そのせいにするのは簡単で、逃げであるのかも知れないけれど。それでも、少なくともサソリの涙の一因にはそれが確かに影響している様な気がして。
自分の知らない過去のどこかで、彼は悲惨な時代のしわ寄せを受けてしまった様な気がして。
だから彼は傀儡を作ったのだろう。それを操り、戦い、繰り返しながら、彼はきっと時代に奪われてしまったものをずっと求めていた。
まるでピエロだ。笑いながら、笑われながら、その事だけを生業としながら、それでもピエロはたったひとつの願いを涙に印す。
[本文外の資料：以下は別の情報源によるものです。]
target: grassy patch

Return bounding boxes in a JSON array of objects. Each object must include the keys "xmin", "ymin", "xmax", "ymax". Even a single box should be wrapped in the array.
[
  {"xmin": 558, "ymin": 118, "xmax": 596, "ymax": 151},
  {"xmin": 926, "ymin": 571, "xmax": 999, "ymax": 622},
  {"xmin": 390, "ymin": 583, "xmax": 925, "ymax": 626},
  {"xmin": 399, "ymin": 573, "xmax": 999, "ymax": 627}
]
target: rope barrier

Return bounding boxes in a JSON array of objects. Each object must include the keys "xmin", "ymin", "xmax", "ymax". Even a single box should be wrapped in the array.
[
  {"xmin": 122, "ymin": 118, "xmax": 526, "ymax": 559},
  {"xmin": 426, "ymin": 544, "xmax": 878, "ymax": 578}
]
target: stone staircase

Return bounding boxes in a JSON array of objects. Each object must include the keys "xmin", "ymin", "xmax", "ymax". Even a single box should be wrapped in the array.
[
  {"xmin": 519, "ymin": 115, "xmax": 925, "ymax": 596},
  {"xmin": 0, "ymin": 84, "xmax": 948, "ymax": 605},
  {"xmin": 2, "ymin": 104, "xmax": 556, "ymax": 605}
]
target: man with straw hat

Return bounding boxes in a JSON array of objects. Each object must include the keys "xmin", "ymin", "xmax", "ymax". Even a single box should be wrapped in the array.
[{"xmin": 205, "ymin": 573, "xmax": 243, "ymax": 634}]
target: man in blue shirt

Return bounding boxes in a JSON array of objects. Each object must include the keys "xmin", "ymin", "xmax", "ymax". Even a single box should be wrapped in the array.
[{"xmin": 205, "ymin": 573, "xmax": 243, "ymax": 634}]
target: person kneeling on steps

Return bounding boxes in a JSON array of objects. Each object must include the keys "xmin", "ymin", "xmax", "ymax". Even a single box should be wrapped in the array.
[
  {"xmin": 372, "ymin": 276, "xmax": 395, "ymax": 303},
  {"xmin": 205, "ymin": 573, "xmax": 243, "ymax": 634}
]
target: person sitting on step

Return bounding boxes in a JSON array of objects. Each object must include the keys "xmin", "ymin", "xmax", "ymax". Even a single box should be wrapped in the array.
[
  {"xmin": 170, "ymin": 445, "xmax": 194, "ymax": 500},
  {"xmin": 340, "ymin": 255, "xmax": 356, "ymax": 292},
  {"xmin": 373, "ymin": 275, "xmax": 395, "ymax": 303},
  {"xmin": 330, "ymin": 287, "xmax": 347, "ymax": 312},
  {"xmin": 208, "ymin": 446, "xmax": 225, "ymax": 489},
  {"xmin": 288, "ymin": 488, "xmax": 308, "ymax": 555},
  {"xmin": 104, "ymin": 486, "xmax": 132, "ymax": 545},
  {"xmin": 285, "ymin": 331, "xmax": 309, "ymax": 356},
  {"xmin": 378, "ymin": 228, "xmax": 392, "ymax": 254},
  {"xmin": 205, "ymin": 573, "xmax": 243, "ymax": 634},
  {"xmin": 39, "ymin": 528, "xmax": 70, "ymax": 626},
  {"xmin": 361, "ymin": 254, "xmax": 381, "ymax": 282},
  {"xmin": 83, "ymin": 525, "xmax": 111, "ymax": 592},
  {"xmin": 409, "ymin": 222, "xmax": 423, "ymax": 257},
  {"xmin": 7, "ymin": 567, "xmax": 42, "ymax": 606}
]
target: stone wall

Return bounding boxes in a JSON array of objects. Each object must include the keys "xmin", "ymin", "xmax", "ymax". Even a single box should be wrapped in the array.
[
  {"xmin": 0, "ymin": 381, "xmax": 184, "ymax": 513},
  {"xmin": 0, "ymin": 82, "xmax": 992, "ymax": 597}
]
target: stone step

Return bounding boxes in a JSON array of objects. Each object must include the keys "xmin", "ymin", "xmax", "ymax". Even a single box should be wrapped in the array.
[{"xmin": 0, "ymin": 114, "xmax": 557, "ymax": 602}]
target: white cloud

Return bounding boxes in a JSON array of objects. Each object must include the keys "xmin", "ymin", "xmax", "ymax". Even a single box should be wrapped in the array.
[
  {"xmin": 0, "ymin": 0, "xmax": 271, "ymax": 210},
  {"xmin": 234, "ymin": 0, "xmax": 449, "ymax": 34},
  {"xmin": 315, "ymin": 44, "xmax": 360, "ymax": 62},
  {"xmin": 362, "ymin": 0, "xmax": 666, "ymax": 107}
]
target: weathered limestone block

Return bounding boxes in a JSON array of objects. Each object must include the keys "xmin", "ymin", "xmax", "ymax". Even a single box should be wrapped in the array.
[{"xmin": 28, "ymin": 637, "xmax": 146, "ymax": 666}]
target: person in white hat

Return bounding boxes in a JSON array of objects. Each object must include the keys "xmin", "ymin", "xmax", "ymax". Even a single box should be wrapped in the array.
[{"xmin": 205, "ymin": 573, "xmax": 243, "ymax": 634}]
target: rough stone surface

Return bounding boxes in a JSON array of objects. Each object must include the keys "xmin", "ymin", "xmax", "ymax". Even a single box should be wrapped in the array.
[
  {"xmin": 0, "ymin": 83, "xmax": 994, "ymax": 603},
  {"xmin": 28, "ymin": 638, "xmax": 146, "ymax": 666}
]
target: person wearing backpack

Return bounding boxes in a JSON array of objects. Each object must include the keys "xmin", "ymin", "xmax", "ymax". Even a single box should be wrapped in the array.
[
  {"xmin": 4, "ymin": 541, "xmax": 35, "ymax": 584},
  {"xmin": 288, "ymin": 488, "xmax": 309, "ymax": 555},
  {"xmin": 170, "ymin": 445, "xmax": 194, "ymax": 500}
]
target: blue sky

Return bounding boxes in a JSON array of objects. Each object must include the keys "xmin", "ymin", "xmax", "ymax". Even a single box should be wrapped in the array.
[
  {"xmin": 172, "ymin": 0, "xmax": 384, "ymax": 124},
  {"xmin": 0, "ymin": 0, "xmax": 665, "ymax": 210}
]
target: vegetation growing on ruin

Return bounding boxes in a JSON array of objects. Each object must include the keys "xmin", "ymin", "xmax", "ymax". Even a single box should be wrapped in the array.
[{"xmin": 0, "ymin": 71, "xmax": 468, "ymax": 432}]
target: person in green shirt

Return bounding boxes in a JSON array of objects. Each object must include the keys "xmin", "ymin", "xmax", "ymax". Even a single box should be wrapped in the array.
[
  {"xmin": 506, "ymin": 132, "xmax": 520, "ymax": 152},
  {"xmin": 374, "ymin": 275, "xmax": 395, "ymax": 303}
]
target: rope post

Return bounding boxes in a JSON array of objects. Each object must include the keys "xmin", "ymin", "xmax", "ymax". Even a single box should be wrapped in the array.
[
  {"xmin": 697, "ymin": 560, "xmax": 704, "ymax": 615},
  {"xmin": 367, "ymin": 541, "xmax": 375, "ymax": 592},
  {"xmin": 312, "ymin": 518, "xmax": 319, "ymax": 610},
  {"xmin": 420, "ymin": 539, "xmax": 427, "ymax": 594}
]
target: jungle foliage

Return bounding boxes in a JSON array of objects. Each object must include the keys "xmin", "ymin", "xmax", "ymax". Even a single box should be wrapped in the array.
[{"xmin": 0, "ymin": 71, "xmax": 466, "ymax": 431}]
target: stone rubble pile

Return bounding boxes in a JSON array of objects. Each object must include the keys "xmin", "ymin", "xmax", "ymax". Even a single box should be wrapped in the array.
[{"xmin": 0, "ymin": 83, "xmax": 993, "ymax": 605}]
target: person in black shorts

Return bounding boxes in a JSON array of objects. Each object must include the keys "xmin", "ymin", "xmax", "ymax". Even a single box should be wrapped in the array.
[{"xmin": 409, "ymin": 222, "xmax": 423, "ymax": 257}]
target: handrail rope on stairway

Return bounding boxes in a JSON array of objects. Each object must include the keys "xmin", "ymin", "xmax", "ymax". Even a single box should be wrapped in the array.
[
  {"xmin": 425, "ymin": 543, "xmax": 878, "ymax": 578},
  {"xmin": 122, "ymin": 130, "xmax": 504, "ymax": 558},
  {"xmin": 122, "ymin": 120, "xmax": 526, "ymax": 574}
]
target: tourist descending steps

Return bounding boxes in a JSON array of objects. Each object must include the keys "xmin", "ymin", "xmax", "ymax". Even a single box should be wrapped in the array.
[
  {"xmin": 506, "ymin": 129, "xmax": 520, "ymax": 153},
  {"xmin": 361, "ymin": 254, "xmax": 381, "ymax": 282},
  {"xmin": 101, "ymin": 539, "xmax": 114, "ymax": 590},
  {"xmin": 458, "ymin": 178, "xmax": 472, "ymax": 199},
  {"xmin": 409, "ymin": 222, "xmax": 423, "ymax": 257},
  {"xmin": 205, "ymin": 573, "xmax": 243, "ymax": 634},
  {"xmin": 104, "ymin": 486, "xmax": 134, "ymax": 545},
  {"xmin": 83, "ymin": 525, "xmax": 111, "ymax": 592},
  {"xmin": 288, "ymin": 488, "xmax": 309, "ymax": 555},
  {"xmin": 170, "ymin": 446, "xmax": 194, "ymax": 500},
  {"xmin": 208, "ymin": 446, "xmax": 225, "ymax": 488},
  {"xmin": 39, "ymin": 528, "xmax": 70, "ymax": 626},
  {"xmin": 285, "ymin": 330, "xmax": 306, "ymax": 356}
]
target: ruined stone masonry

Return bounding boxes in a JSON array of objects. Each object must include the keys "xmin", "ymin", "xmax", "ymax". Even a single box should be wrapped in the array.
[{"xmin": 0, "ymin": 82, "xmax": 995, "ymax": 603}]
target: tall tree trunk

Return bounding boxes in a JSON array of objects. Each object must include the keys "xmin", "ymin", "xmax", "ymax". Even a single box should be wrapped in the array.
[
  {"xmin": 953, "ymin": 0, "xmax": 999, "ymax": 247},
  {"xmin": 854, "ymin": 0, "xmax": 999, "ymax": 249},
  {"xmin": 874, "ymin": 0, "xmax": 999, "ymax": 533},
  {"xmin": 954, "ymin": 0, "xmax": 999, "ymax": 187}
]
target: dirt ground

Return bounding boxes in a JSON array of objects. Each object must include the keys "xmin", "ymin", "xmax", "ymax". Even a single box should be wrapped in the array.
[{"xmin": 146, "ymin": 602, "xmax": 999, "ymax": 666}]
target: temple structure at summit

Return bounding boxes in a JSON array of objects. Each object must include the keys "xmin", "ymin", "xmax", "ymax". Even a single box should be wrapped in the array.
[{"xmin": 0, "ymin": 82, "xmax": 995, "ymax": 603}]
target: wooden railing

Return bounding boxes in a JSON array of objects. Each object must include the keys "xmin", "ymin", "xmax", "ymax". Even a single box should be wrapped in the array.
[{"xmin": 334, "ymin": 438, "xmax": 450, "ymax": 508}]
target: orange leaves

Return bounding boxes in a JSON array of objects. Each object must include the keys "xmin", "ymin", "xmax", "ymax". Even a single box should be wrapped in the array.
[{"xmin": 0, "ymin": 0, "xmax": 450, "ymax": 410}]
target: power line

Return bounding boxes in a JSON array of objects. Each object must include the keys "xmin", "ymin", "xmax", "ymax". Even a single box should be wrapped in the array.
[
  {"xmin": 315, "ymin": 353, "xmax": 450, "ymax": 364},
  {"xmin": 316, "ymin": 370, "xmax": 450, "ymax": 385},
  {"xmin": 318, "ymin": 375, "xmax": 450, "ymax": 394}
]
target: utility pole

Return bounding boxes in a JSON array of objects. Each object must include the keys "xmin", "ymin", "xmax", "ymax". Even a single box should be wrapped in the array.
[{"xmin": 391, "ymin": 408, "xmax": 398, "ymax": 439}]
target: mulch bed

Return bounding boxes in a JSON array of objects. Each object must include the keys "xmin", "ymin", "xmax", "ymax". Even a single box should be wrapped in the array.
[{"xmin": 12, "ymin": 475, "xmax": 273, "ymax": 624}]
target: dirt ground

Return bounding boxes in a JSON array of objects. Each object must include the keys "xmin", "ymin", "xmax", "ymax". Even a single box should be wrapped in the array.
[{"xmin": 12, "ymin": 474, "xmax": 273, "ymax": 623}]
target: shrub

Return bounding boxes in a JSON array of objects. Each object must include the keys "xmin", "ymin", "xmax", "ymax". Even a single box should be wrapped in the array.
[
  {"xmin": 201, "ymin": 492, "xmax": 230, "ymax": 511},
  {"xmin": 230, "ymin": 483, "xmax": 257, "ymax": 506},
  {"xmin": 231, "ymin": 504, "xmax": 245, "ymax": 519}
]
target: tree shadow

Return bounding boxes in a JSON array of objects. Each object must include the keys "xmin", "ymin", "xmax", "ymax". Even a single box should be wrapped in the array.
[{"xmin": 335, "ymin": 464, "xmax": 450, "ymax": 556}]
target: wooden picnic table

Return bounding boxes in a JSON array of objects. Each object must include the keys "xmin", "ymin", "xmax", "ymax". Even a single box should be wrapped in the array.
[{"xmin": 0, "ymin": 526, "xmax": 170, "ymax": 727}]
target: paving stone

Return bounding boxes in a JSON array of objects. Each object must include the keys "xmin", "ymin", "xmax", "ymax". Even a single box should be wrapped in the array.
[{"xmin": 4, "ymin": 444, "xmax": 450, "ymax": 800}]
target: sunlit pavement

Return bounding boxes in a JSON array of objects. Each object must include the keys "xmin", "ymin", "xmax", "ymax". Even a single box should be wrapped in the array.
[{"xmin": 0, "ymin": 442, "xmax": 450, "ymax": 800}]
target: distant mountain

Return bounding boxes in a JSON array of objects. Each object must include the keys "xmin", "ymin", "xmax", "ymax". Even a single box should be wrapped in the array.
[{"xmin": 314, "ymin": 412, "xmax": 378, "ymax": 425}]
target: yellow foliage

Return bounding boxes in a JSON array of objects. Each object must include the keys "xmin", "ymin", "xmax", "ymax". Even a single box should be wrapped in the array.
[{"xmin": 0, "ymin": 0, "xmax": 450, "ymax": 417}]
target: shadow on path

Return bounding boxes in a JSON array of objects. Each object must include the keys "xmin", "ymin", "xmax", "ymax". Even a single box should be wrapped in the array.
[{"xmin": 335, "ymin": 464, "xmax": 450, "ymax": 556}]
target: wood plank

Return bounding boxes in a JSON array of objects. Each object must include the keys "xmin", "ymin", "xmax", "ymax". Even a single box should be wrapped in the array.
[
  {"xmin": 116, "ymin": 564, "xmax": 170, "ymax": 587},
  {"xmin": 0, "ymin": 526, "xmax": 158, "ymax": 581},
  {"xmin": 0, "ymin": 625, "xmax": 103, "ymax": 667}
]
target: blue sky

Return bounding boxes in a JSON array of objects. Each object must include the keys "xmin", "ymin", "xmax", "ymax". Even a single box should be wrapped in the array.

「でも、もうだいじょぶだ。アンタにはオイラがいる。オイラがいるから」
「……デ、ダラ……」
「だって、ずっと一緒だったんだ。これからだって傍に居るよ。傍に居ようよ、うん」


そう言ってデイダラは自分の頬を伝ったものに気付いた。それは涙。サソリを想い、生まれた気持ち。
例え間違っていたとしても、もっと早くサソリの涙に気付いていれば、もっと早くこうしていれば、彼の痛みを拭えていたのかも知れない。
自分にとってサソリは只の相方などではなくて、こんなにも尊くて大切な、言わば唯一無二の存在であったのかも知れない。
デイダラはサソリの右手を絡め取り、彼をぎゅっと抱き締めていた。


「旦那、泣きたい時はここに来て。ひとりぼっちで耐えたりなんかすんなよ、うん」
「……デイ、ダラ」
「オイラはいつだって、アンタをこうやって抱き締めるから」


デイダラは探している。サソリが本当に欲しがっていたものを探している。
涙の理由を、その願いを、手探りで。
赤い色に触れながら、赤い色にゆっくりと、染まりながら。